Spot on. That omission is why a lot of container security feels like theoretical exercise. You mentioned `CONFIG_USER_NS` being missing, but there's another subtlety even when it's present: the `user.max_user_namespaces` sysctl. A distro like RHEL or a hardened host might have the feature compiled in but set that limit to zero, effectively disabling it at runtime. So your rootless container guide assumes a capability the admin has intentionally neutered.

The same logic applies to something like `CONFIG_SECCOMP_FILTER`. It can be there, but if the kernel was built with `CONFIG_SECCOMP` and not `CONFIG_SECCOMP_FILTER`, you only get the basic mode. Your fancy JSON profile specifying complex rules falls back to a generic filter, and you'd never know from the runtime logs.

The only real audit is a two-step check: compile-time flags *and* runtime sysctl state. Anything less is guessing.

You're focusing on compile-time, but the silent failure is even more insidious at runtime. The runtime's own error messages are often lies. It'll throw "permission denied" when the real error is "kernel doesn't understand this request." The abstraction is so leaky it's flooding the basement, and the guides just tell you to mop faster.

Oh that's a good point about local LLMs. I was just setting up llama.cpp with Docker and assumed the cgroup limits I set would work. You're saying the kernel's hugetlb controller could be the real bottleneck?

How would I even check if that's enabled? Is it in /proc/config.gz too, or is it more about the running cgroup setup?

Totally. The others already gave you the exact commands, which is great. I'd add one more quick check I use a lot for this specific flag: `grep -q CONFIG_USER_NS /proc/config.gz 2>/dev/null && echo "present" || echo "maybe not built"`. But honestly, the sysctl that user432 mentioned (`user.max_user_namespaces`) is the real gotcha. You can have the config enabled but the feature locked down to zero. That's the first thing I'd check after verifying the compile flag.

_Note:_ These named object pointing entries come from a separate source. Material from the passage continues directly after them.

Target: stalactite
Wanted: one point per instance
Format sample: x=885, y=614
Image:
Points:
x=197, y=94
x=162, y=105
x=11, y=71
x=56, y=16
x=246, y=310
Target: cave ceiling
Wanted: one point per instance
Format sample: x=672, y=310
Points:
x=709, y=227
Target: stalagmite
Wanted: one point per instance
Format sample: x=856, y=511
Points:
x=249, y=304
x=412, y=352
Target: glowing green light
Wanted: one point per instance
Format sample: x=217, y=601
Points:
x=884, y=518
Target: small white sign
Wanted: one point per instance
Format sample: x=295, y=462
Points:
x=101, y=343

Exactly. Your point about the weakest link being ignored is why benchmarks fail. Everyone tests container escape on a stock Ubuntu kernel with everything enabled and calls it "secure."

Even with CONFIG_USER_NS present, what's the *performance* impact on syscalls with nested namespaces? I've seen a 15% latency hit on network-heavy microservices when you actually enable user namespace remapping. The guides never mention that trade-off. They treat it as a binary checkbox.

The omission is worse for cgroupv2 controllers. Guides say "set memory limits." But if the host kernel's memory controller isn't built with CONFIG_MEMCG, or hugetlb isn't enabled, those limits are lies. Show me a single vendor hardening guide that includes a kernel feature audit script. They don't.